Brent Cavan and Larry Johnson worked as analysts in the Directorate of Intelligence. Jim Marcinkowski and Jane Doe were case officers and served overseas. Jane Doe's real name is not being used because she was involved in counter terrorism operations and could be at risk if her identity were divulged.
We've got each other's back. ...

The undercover group's 2003 statement continues:

We slogged through the same swamps on patrols, passed clandestine messages to each other, survived a simulated terrorist kidnapping and interrogation, kicked pallets from cargo planes, completed parachute jumps, and literally helped picked ticks off each other after weeks in the woods at a CIA training facility.
We knew each other’s secrets. We shared our fears, failures, and successes.

We came to rely on each other in a way you do not find in normal civilian life. We understood that a slip of the tongue could end in death for those close to us or for people we didn’t even know.

We were trained by the best, to be the best. We were trained by the Central Intelligence Agency.

They may not appreciate what they have created.

Our joint training experience forged a bond of trust and a sense of duty that continues some eighteen years later.

It is because of this bond of trust that the authors of this piece and two other colleagues, all former intelligence officers, appeared on ABC’s Nightline to speakout on behalf of the wife Ambassador Joseph Wilson, a sensitive undercover operative outted by columnist Robert Novak.

The Ambassador’s wife (we decline to use her name) is a friend who went through the same training with us. We acknowledge our obligation to protect each other and the intelligence community and the information we used to do our jobs.

We are speaking out because someone in the Bush Administration seemingly does not understand this, although they signed the same oaths of allegiance and confidentiality that we did.

Many of us have moved on into the private sector, where this Agency aspect of our lives means little, but we have not forgotten our initial oaths to support the Constitution, our government, and to protect the secrets we learned and to protect each other.

We still have friends who serve. We protect them literally by keeping our mouths shut unless we are speaking amongst ourselves. We understand what this bond or the lack of it means.

Clearly some in the Bush Administration do not understand the requirement to protect and shield national security assets.

Based on published information we can only conclude that partisan politics by people in the Bush Administration overrode the moral and legal obligations to protect clandestine officers and security assets.

Beyond supporting Mrs. Wilson with our moral support and prayers we want to send a clear message to the political operatives responsible for this.
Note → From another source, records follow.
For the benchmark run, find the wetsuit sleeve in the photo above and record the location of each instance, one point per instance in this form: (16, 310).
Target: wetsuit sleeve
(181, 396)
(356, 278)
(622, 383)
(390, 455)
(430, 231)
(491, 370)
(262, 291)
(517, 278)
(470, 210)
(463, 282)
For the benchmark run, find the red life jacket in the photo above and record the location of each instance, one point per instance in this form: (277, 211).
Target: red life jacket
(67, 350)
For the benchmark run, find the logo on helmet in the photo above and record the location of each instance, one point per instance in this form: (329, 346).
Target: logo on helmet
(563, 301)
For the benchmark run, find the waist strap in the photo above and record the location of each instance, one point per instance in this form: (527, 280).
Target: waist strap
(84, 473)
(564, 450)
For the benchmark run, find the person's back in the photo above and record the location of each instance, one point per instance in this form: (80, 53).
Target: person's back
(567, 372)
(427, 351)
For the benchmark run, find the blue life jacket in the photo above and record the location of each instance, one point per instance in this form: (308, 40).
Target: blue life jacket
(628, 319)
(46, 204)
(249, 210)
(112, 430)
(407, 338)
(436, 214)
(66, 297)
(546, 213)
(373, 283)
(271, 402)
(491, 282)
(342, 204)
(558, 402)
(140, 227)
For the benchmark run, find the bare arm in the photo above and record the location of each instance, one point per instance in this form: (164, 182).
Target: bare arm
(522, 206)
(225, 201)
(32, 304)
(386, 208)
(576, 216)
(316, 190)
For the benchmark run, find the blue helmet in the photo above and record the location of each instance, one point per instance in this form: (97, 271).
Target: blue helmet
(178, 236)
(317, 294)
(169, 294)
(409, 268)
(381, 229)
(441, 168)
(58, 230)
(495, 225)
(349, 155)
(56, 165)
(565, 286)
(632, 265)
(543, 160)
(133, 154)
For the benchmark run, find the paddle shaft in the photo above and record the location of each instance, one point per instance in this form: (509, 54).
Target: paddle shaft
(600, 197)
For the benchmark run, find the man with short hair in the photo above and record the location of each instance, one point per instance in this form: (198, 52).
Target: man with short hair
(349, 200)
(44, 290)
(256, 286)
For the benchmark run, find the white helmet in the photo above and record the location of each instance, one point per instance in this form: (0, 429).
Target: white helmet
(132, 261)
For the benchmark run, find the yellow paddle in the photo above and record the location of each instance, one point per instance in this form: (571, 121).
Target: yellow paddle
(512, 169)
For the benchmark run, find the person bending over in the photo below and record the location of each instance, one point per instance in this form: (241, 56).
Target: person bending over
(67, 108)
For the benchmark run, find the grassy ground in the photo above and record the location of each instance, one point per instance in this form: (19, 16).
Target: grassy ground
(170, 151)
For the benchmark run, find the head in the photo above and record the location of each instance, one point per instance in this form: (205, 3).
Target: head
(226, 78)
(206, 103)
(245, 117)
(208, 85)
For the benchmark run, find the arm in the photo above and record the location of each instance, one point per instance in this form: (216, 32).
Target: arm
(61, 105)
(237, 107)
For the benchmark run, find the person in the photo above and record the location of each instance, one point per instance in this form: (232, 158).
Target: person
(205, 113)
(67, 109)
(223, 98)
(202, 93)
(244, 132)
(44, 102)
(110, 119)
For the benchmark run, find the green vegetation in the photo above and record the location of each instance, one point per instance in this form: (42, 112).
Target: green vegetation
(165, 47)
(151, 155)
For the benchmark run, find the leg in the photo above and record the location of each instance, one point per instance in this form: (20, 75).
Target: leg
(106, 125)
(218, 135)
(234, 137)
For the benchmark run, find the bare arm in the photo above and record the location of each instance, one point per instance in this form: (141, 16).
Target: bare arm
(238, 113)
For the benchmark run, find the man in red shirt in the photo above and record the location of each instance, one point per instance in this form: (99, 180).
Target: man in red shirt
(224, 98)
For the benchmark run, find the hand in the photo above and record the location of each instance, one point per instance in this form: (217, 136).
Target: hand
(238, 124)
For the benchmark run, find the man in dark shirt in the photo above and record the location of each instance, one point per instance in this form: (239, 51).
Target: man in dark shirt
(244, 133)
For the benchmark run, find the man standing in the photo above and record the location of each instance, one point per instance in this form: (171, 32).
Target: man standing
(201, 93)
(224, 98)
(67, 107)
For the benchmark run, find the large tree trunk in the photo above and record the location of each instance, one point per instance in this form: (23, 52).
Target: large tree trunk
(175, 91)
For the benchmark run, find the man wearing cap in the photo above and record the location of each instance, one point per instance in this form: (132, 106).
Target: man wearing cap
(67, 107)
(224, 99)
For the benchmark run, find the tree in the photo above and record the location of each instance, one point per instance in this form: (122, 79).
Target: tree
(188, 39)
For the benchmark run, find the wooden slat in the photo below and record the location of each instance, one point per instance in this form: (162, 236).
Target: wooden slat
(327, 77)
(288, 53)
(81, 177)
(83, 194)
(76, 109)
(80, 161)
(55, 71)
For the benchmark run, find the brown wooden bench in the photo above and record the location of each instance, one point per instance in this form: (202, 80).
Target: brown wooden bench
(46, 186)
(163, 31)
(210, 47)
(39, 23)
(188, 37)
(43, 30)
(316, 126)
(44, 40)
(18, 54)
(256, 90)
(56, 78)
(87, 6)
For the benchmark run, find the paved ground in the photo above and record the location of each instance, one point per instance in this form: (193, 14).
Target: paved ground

You are a traitor and you are our enemy.

You should lose your job and probably should go to jail for blowing the cover of a clandestine intelligence officer.

You have set a sickening precedent. You have warned all U.S. intelligence officers that you may be compromised if you are providing information the White House does not like.

A precedent, as one colleague pointed out during our brief appearances, allows you to build out a case based on previous legal actions and court decisions. It’s a slippery slope if it lowers the bar.

Ambassador Wilson’s political affiliations are irrelevant. Political differences serve as the basis for the give and take of representative government.

What is relevant is the damage caused by the exposure that Ambassador Wilson’s wife as a political act intended to undermine Wilson’s view.

It is shameful on one level that the White House uses the news media, its own leaks, and junior Congressmen from Georgia, among others, to levy attacks on Ambassador Wilson.

Moreover they discount what he has to say, his value in the Niger investigation, and suggest his wife’s cover is of little value because she was “a low-level CIA employee”.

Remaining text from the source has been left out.